Я сжала глаза, стараясь представить что-то другое. Что-то светлое. Мамино лицо. Её голос, который всегда успокаивал меня. Но даже её образ не мог заглушить его речь. Он проникали в мой разум, как червь, вытаскивая наружу всё, что я так тщательно скрывала. Все эмоции, страхи...
— Ты думаешь, что ты сильная? Ты слабая. Ты всегда была слабой. И ты знаешь это.
Я почувствовала, как мои руки начинают дрожать. Я больше не могла держать их на ушах. Они медленно опустились, и я снова услышала его.
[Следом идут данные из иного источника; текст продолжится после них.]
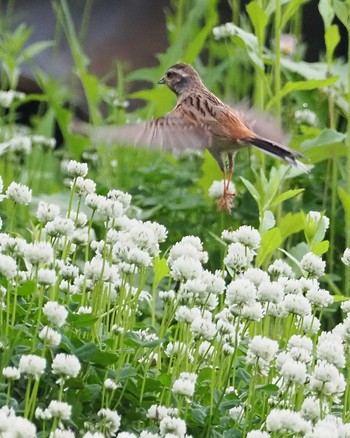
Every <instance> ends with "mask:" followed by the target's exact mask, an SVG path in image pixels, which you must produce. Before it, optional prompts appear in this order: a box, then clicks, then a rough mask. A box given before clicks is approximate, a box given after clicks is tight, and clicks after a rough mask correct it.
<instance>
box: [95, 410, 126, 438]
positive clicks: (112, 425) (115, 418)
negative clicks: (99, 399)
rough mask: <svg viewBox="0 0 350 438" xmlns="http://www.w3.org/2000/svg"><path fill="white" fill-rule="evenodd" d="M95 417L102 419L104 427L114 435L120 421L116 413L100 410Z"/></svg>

Его дыхание, тяжёлое и прерывистое, его смех, тихий и зловещий.
— Вот и всё, — прошептал он. — Ты сдаёшься. Ты всегда сдаёшься. И мне надоело слушать твои кошмары! Перестань терзать ему разум!
Ему...?
Я почувствовала, как что-то внутри меня ломается. Как будто последняя нить, которая держала меня, оборвалась. Я опустилась на пол, обхватив себя руками. Холодный кафель подо мной казался таким же безжизненным, как и всё вокруг.
И тут я услышала шаги. Не его. Другие. Быстрые, чёткие. Шаги санитаров. Их голоса, резкие и отрывистые.
— Он снова начал, — сказал один из них. — Надо успокоить его.